Interesting. I've heard others do this. How are you connecting the dots with this graph?
Literally or figuratively? :laugh:
I have a 1-page competitive market summary and a 5-page market condition analysis that I do. 5-pages may sound like a lot, but it isn't that onerous; I have a template in word, and the font size is large, so without the charts, it probably translates to 2/3rds typed narrative in the addendum of the 1004.
The market summary provides a map of the competitive market and a summary of the last 12-monts transactions in that defined market area. In my market, the vast majority of properties are transacted on MLS, so the data is from MLS. I provide high, low, average, and median data points of the sale price, GLA, lot size, age, and DOM. Sometimes I'll expand it to include bed/baths if that is relevant to the assignment.
So, the market summary gives the reader a snapshot at a glance: here is the market area and here is the market transactions summary. BTW, I use this data to complete my page 1 high-low-predominant sales and age data for the neighborhood.
The 5-page market conditions starts with a paragraph that summarizes my findings (market is stable, increasing, decreasing, etc.). On this page I include the unemployment rate graph from the FED and comment how housing values are directly related to unemployment rates; I make a comment on the current rate for the county (unemployment has generally been falling since the beginning of 2010).
The next two pages I put information from a paid data source (Altos Research). I provide a 6-year and 12-month chart of the $/SF trend for the city of zip code where my subject is located (depending on the market, I'll go with city or zip code). I'll also provide a 12-month chart of the median price trend and make whatever comments I think are appropriate (usually describing the predominant trend or YOY changes).
On the third page, I provide a chart that I construct using MLS data. It trends sale price and size of home over time. Sometimes, prices will go up but it may be related to the house-mix; likewise, a declining trend in price may be related to a smaller house being sold. The idea is to try to determine if an observed change in price is dependent on the change in house size or is independent of the size of house; if price and size are changing in tandem and correlated, I think that likely implies a stable value environment. If price is declining and size remains the same (or worse, size is increasing), then I interpret that as a declining market. I then summarize all the information and make my market condition conclusion (rising, stable, declining... and I'm not afraid to use terms like "moderately", "strongly", etc.).

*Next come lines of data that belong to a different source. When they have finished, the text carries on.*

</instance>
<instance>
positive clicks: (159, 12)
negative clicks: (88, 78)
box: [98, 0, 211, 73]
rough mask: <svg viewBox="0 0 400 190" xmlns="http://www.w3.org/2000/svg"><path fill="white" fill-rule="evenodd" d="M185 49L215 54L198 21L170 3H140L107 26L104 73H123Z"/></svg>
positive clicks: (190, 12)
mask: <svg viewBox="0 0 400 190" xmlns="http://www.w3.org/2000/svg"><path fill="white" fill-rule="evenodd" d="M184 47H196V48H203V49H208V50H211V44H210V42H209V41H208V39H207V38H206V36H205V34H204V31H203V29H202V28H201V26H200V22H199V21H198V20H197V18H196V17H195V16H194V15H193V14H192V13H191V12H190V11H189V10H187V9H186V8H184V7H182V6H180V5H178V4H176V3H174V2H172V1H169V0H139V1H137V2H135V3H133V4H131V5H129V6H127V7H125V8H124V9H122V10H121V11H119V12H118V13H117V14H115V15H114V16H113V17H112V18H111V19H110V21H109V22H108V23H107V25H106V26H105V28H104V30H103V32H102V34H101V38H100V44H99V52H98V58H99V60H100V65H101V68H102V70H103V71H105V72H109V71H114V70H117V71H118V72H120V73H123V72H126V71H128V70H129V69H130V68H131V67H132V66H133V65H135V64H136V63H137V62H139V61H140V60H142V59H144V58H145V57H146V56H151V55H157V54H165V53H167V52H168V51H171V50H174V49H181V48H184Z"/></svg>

The last page is reserved for your and my (Resguy) favorite topic: Non-REOs, REOs, and short sales. I provide a summary table of all the transactions (same count as in the neighborhood transaction) and then break-them out according to their status (REO, etc.). I include a pie chart for the closed transactions; that is a good "visual at a glance" for the reader to see if REOs and shorts are a significant part of the market. I also include the active/pending properties broken-down the same way (no pie chart) and provide an implied inventory-on-hand indicator based on the prior sales to current inventory.
In some markets the number of REOs and shorts are not significant, so I only make a summary comment. In others, they are significant; when they are significant, I include a scatter chart to show their price-distribution vs. time. This gives the reader a picture of where (in terms of price; and I know there are some shortfalls in examining only that aspect) the three types of sales are concentrated. As one would expect, in some markets, there is a distinct differentiation between the types of sales, with the non-REO/shorts typically selling at the upper end and the others selling at the lower end. However, in other markets, there is no differentiation, and based on price only, all three segments appear to compete equally with one another.
It takes me about 20-30 minutes to compile the data, do the charts and summary tables, and write the analysis. In addition to the collecting the data for the above, I know have the data in excel, and can do other types of trend anlysis (like providing support for a GLA adjustment, or evaluating location differences, etc.). And, obviously the trend analysis provides me with some solid support for making (or not making) market condition adjustments.
But, here is why I really do this: So I can understand (to my satisfaction) the dynamics of the market and I can (with confidence) make a adjustments in the grid and conclude results that may appear to be in conflict with the 1004mc. 30-minutes is time well spent (IMO).